新宿少数民族の声

国際ビジネスに長年携わった経験を活かして世相を論じる。

1月9日 その2 *緊急事態宣言発出の影響

2021-01-09 09:38:06 | コラム
またトイレットペーパーの買い溜めか:

海の向こうのSM氏は冗談だと思うが、アメリカの混乱の状態を捉えて「トイレットペーパーでも買っておきますか」と言っていた。一方、我が国では昨8日から発効で緊急事態宣言が発出されたのだが、私はその前にまたもやトイレットペーパーの買い溜めの事態が起きるかも知れないので、政府はメーカーに「在庫も原料も十分にあるのでご安心を」との声明でも出させておけば良いのにと提案してあった。事実、何処かの局では丸富製紙と林製紙の豊富な在庫の絵を見せていのは良い事だろうと思っていた。同時に「まさか、買い溜めは起きまい」と期待していた。

しかし、である。昨日、我が家の前にあるイオン系のスーパーマーケットの小規模な店舗の外には、ボックス・テイシュペーパーは積まれていたが、トイレットペーパーは綺麗サッパリなくなっていた。そう言えば、出掛ける前に入り口ですれ違ったご婦人が大王製紙のトイレットペーパーだけをぶら下げて帰ってこられた事を思いだした。もしかすると、あのご婦人はイオンで買えなかったので、500 mほど先の薬局まで行かれて大王製紙品を買ってこられたのかも知れない。

実は、細かいことを言えば、イオンが取り扱っているのはカタカナ語でいう「プライベートブランド品」(しつこいと言われるのを覚悟で言えば、正しい英語は“private label”なのだ)であり、価格もメーカー品よりはかなり割安である。だが、ほぼ古紙100%ものなのだ。しかも、一部は確か昨年の半ば頃までは「牛乳パックの古紙を配合」と表示されていた。これ即ち、質が良い原料が配合されているという意味。しかし、今ではその品物は店頭には並んでいない。何故だろう。

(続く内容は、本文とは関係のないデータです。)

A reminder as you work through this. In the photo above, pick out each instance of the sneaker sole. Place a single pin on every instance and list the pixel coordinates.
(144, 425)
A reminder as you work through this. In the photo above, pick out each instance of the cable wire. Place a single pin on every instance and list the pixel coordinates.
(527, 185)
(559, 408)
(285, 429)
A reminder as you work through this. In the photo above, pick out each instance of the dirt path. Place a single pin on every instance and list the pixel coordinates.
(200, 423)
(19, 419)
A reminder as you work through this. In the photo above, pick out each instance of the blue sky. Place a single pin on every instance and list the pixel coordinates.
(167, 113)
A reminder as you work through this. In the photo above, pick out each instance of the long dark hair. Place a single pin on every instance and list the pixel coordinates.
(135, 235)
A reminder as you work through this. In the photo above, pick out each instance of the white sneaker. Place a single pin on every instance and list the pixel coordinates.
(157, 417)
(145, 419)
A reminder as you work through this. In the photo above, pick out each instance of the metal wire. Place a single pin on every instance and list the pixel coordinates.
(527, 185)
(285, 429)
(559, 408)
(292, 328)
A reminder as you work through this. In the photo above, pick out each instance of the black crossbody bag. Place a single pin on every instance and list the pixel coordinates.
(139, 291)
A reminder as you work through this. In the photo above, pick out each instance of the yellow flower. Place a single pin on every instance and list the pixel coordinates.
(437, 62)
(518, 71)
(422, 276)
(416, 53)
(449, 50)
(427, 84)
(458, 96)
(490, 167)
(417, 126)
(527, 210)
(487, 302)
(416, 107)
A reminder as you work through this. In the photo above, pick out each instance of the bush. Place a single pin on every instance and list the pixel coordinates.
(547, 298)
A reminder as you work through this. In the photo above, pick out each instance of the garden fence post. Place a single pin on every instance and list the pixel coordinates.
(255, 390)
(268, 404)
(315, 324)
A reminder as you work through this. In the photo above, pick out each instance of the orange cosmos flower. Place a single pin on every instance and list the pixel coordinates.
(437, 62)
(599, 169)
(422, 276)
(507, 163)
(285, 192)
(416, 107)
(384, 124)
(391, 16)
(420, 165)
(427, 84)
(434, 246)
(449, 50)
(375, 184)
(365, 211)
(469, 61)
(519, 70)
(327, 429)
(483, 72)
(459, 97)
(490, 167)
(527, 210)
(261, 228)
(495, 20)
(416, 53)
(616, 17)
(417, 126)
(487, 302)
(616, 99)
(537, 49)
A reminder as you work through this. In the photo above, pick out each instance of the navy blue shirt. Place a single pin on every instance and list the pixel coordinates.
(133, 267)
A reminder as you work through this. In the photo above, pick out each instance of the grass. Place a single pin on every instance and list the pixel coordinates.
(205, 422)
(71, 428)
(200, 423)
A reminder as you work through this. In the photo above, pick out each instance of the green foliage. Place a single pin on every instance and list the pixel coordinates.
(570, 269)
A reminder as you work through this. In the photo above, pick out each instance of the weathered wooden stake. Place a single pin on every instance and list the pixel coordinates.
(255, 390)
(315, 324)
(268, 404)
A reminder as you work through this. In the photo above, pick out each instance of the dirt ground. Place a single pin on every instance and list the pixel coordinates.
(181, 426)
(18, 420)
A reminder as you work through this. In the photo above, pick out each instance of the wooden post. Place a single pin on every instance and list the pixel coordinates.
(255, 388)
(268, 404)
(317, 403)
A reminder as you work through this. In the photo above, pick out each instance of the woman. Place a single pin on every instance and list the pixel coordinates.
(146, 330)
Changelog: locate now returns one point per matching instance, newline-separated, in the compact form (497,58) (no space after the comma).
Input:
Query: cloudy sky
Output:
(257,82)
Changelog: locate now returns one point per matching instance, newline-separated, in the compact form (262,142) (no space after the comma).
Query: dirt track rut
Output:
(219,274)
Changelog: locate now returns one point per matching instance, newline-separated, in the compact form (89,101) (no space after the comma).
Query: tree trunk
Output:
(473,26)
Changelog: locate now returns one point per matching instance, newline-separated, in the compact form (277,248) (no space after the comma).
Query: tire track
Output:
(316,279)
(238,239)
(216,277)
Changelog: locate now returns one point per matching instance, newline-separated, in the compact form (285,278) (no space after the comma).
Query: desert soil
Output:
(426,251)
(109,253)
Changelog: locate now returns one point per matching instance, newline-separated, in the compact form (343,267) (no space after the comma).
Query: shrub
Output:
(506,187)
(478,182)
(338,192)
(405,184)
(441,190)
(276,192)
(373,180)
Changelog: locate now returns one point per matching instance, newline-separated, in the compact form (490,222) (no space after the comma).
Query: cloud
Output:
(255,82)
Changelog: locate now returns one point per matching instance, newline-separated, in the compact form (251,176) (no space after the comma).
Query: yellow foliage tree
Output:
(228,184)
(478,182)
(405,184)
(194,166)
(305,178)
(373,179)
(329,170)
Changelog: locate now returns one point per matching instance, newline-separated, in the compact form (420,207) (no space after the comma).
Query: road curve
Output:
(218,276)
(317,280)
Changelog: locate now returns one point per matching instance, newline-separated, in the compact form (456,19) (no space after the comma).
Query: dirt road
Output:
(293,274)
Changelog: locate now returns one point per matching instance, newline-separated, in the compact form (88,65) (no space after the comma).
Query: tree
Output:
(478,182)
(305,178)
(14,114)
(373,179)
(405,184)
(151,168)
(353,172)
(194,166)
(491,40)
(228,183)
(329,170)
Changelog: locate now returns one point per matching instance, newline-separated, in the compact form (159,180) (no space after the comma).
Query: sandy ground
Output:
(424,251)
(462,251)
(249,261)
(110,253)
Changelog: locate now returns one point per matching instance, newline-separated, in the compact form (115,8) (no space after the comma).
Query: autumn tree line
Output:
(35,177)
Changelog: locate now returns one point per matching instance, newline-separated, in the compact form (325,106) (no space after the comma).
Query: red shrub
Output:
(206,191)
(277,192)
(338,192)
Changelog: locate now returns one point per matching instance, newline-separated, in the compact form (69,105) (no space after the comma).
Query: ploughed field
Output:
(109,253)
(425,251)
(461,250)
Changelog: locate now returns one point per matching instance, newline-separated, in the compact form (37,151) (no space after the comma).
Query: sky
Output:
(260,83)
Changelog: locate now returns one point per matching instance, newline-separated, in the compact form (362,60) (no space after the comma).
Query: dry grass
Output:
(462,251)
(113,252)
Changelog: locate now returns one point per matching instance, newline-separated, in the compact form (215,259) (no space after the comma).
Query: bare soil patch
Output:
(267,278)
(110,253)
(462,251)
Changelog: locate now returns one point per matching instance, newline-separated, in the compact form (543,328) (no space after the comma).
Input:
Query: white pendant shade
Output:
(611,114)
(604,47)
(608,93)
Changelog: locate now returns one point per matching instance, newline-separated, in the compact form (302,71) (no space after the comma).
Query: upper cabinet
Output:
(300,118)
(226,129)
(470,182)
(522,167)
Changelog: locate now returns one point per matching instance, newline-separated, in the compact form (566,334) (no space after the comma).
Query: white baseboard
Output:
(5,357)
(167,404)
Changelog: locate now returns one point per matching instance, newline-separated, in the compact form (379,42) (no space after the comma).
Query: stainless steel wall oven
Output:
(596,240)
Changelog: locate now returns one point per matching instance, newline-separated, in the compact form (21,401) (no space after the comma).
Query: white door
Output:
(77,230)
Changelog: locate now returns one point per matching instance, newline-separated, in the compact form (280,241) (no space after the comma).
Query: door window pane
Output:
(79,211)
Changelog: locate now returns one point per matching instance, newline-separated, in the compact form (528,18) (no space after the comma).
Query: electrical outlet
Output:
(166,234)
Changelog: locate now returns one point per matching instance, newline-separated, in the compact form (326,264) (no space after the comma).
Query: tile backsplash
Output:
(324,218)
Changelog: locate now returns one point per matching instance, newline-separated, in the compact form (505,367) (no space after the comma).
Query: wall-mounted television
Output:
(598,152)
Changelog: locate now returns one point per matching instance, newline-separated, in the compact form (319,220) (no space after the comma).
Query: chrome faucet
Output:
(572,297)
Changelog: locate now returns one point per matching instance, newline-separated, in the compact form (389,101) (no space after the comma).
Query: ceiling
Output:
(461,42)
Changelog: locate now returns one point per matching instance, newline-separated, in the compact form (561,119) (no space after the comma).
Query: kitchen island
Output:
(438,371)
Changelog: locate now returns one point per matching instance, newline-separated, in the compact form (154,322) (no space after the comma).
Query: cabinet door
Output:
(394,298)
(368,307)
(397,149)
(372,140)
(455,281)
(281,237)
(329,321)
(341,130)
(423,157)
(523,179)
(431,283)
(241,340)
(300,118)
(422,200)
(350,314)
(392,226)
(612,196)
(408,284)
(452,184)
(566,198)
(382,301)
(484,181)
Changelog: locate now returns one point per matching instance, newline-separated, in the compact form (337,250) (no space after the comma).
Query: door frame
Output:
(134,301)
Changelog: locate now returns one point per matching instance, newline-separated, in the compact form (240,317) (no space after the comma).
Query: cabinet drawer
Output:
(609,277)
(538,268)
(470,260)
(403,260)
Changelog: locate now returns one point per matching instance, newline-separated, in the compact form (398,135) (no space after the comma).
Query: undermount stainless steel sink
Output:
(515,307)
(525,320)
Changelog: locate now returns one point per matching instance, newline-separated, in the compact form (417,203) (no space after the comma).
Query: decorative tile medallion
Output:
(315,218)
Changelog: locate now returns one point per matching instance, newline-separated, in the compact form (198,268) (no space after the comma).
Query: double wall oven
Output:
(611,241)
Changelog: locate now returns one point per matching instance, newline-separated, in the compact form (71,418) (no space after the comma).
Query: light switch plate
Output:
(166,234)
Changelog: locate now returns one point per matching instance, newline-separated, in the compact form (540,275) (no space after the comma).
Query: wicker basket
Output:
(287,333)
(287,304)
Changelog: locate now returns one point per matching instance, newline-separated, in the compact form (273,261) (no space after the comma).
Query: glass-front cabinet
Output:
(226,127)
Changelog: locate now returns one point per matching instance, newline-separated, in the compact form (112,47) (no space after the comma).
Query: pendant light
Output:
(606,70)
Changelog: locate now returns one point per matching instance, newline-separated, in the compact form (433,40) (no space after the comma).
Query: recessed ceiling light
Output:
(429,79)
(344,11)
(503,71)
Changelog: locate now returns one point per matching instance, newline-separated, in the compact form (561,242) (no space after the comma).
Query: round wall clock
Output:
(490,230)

そこで、本筋を離れて輸入紙のみで出来ている牛乳パックの現状を考えて見よう。このパックというか牛乳の需要は、ここ数年減少の一途を辿っているようだ。伝聞であるが、その原因は消費者の牛乳離れが始まってしまった事と、子供の数の減少で学校給食向けの需要の低迷があるのだそうだ。それかあらぬか、アメリカとフィンランドから輸入されている原紙も最高到達点よりも過去6~7年間で30%ほど減少していたようなのだ。中間を省いて論じれば、それだけトイレットペーパーの原料に十分に回せるほど、牛乳パックが回収・再生されていないということだろう。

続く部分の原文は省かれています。